人気もピークを過ぎ、ファンの間で二人の不仲説が囁かれていた折りも折りで、ネット上ではバッシングが一気に広がり、運営はレギュラー番組の冒頭で馬場ふみかに謝罪させようとする。彼女はそれを拒否して失踪するけど、街に出ればすぐに見つかってスマホで撮られる、という話である。昨今のアイドル事情や新潟方面の事件とか連想させて、タイムリーといえばタイムリーだ。



 馬場ふみかは失踪したまま番組オンエアの当日が近づき、事務所の社長はやきもき。竹内結子と水川あさみはあれこれ情報を駆使して馬場ふみかを連れ戻してくるが、大人たちの入らない場所で、メンバーだけで話しあう機会を持たせほしいと訴える。



 四人の不和の理由は憎しみ合いでく、むしろ気遣いにあった。中村ゆりかは長いこと、ある悩みを抱えていて、もうアイドルを続けられない精神状態になっていた。メンバーもみんなそのことを心配して、特に馬場ふみかは、あえて自分と不仲である様子を印象づけ、フォレストを解散に追い込み、彼女を自由にしてあげようとしていたのだ。



 そのことが分かってわだかまりが解け、お世話になっている方々のためにも、ちゃんと謝罪してもう一度グループをやり直そう、アイドルを続けよう、と話がまとまりかかったところで、竹内結子が「それでいいの?」と引き戻す。



 紅 「人はそれぞれ違ってていいはずなのに、常識とかいう固定観念に縛られて、自分を殺して生きてる人たちはいっぱいいる」



 紅 「あなたたちが勇気を出すことで、そういう人たちが一歩、踏み出せるかもしれない」



 紅 「ねえ、やってみない?」



 中村ゆりかの悩みは性同一性障害であった。
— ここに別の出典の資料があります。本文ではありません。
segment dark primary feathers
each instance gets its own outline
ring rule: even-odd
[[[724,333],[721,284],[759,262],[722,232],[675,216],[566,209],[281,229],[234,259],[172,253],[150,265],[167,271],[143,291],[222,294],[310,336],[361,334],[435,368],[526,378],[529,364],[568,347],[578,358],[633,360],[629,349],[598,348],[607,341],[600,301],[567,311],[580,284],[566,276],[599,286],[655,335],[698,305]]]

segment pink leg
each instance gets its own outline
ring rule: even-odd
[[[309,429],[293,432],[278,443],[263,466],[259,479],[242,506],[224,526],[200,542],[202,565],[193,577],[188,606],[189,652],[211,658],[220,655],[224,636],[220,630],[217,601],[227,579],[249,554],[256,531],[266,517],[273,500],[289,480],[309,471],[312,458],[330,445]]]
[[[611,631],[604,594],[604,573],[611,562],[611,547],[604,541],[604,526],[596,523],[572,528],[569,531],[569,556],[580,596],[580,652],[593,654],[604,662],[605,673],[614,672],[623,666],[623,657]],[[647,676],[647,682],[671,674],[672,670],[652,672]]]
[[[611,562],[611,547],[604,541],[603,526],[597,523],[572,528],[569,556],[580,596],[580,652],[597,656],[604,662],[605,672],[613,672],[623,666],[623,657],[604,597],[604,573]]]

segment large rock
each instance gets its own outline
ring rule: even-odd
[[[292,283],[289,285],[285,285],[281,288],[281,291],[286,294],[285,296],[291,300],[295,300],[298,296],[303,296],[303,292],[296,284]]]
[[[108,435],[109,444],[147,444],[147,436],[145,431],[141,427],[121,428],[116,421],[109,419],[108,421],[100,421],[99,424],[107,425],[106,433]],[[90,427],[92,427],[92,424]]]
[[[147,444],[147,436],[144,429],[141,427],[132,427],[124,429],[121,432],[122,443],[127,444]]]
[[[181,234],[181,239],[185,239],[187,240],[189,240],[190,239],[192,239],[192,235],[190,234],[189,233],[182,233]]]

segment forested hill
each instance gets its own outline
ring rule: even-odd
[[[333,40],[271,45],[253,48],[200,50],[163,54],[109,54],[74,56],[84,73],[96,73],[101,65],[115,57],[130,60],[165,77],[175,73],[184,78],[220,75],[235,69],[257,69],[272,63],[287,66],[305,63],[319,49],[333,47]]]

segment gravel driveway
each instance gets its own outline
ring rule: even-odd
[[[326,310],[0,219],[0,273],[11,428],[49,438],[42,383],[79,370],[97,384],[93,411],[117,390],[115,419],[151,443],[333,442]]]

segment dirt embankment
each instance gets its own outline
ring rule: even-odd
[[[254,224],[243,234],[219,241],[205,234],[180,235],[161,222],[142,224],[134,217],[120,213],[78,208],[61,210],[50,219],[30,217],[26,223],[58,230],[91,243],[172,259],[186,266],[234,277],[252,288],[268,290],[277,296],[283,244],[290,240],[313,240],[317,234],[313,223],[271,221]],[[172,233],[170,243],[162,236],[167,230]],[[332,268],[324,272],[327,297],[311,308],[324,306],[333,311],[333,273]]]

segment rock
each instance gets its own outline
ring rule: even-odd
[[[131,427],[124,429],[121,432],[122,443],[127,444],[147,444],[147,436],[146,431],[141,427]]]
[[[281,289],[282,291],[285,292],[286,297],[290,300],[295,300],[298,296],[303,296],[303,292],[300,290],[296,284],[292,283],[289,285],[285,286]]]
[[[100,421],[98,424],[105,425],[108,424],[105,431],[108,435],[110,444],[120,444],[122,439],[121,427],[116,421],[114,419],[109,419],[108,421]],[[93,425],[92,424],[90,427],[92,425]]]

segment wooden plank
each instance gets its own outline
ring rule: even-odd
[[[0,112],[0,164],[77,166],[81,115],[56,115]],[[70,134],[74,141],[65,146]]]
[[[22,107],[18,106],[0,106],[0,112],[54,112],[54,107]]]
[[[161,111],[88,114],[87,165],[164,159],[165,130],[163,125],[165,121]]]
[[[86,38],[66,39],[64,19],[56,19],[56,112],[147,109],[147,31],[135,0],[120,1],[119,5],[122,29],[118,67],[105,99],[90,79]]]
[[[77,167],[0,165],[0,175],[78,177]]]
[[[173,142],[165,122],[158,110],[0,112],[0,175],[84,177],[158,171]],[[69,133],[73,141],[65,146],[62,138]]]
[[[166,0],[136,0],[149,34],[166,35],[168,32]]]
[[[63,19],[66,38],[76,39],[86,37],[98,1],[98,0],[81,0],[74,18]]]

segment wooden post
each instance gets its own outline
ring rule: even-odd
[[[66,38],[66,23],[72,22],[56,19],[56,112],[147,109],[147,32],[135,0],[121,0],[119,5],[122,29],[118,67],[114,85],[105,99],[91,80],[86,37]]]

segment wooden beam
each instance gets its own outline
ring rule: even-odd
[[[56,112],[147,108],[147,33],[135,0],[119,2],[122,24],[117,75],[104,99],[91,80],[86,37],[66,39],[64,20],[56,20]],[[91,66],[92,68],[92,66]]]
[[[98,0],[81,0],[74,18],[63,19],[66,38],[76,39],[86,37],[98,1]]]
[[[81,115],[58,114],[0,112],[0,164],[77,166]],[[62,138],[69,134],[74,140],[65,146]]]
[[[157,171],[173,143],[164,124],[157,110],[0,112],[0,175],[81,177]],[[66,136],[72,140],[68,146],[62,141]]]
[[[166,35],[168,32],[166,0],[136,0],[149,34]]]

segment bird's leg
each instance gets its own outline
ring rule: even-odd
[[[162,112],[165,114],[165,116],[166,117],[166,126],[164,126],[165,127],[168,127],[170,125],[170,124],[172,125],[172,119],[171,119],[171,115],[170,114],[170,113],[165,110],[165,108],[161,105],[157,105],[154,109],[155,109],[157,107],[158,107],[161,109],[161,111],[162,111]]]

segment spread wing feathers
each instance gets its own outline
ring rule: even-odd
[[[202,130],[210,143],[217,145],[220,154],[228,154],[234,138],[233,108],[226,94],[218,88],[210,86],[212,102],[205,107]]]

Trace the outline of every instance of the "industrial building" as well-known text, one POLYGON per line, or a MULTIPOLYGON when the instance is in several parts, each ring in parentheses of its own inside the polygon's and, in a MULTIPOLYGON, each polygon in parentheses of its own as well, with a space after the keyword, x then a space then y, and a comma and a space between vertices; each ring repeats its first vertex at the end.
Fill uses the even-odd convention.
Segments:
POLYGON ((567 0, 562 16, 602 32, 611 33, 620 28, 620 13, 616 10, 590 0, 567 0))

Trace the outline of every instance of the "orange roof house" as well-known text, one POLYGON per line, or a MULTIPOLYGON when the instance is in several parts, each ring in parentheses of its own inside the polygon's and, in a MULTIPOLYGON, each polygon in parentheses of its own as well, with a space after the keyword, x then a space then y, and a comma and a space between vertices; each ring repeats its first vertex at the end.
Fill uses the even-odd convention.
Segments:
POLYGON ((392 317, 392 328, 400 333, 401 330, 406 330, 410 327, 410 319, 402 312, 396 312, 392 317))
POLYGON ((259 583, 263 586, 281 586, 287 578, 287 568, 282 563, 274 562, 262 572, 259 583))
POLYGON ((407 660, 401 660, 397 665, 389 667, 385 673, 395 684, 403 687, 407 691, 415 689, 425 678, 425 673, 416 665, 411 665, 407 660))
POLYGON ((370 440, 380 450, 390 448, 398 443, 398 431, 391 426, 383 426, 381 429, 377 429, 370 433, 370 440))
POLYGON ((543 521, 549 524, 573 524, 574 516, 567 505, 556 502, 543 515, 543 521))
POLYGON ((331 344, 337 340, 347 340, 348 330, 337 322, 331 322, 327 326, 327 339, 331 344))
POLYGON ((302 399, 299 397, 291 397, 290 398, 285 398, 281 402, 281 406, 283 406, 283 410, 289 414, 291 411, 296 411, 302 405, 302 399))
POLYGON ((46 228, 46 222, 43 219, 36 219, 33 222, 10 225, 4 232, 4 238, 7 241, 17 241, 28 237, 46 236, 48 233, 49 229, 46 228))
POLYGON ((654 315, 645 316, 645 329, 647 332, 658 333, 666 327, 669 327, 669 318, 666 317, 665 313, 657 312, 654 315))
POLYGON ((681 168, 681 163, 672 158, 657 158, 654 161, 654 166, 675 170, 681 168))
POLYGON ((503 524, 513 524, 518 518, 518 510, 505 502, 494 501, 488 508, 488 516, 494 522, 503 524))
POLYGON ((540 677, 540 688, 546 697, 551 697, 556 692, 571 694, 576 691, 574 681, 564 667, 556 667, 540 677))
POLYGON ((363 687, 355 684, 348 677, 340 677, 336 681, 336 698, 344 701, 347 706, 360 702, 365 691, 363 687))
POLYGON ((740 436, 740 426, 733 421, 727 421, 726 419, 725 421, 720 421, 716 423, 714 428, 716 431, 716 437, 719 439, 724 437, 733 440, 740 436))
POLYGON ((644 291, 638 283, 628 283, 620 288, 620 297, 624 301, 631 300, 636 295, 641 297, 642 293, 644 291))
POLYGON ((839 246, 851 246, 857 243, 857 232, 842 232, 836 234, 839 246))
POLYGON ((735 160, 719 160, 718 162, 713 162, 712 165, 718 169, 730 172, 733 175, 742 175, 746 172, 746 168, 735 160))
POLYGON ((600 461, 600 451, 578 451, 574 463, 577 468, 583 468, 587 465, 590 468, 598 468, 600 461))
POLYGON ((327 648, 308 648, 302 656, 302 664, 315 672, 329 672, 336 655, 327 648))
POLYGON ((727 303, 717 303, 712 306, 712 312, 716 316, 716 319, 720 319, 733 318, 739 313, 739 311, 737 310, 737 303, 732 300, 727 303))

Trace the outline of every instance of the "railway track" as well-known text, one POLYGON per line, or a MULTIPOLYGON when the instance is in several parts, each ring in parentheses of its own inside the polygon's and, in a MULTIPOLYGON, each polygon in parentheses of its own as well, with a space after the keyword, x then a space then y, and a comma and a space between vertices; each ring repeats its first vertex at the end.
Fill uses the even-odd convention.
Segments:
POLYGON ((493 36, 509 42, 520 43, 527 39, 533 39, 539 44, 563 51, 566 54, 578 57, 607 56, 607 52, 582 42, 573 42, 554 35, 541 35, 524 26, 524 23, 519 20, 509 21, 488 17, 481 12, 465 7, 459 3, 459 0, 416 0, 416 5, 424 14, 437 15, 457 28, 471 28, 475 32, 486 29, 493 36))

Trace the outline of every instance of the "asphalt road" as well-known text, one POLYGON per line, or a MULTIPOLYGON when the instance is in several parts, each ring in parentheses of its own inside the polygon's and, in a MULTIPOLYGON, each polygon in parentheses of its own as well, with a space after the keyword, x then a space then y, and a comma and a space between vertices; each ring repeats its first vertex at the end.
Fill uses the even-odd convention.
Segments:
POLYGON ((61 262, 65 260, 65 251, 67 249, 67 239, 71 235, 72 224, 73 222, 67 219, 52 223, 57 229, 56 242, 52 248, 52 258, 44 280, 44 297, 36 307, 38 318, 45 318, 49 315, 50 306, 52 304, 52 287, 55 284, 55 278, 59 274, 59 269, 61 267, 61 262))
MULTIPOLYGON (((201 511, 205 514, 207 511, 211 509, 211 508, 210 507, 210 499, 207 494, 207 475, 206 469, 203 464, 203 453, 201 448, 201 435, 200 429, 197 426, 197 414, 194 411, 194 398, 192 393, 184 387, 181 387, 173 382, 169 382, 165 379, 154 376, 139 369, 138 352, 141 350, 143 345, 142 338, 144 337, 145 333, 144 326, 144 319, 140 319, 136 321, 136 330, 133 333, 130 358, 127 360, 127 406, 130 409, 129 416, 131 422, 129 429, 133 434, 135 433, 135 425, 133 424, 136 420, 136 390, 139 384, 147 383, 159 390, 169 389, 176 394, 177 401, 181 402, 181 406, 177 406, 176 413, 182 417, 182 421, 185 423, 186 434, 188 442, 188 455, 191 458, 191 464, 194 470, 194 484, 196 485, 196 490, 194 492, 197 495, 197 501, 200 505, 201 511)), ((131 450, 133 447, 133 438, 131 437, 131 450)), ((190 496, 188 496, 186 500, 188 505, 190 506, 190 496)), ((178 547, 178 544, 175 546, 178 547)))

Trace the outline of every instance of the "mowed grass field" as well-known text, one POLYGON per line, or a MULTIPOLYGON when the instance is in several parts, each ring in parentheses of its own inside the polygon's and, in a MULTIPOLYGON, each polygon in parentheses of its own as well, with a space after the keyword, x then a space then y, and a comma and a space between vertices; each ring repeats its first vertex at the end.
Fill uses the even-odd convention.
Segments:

彼女は幼いころから自分が女の子であることに違和感をいだいていて、女の子の格好が苦手で、いまや美少女アイドルを演じることのストレスで体調も崩していた。



 メンバーもそれを察して、一度はみんなで事務所に対して彼女の脱退を直訴したことがあったが、なにせ事務所の社長(小木茂光)のイチオシなので、取り合ってくれなかった。フォレスト自身も、もしここで一番人気の中村ゆりかが脱退なんかしたら、周囲にも多大な迷惑がかかるという想いがあるので、それ以上強くは出られなかった。でも竹内結子の提案で、フォレストは反逆を試みる。



 彼女たちのことを想う番組スタッフの協力を得て、社長には生中継で謝罪をすると弁明してスタジオに入りながら、実際にオンエアが始まると突如の解散宣言。そして最後のパフォーマンス。



 社長はカンカンだが、自分たちの言葉で行った解散宣言は視聴者に好評で迎えられ、ネットでも絶賛の嵐。馬場ふみかへのバッシングも、落ち目だのなんだのというグループに対するヘイトスピーチも消え、完全に潮目が変わる。こういう情報操作をして、バッシングのリスクを回避するのが「スピン・ドクター」こと危機管理弁護士なる職業らしい。



 というかたちで、竹内結子は仕事をみごとにはたしました。……という話なんだけど、どうかな。

2. 三人の脇役



 竹内結子は相変わらず綺麗で、Huluドラマ『ミス・シャーロック/Miss Sherlock』の時と同じくらいお洒落で、エキセントリックなキャラクターまでシャーロックっぽい。今回はもうちょっと人間味があって、変顔なども見せるが、それでもかわいい(個人の感想です)。



 でも私が第1話で気になったのは、次にあげる三人でした。この三人の理解もあって、アイドル・グループ「フォレスト」は有終の美を飾れたのである。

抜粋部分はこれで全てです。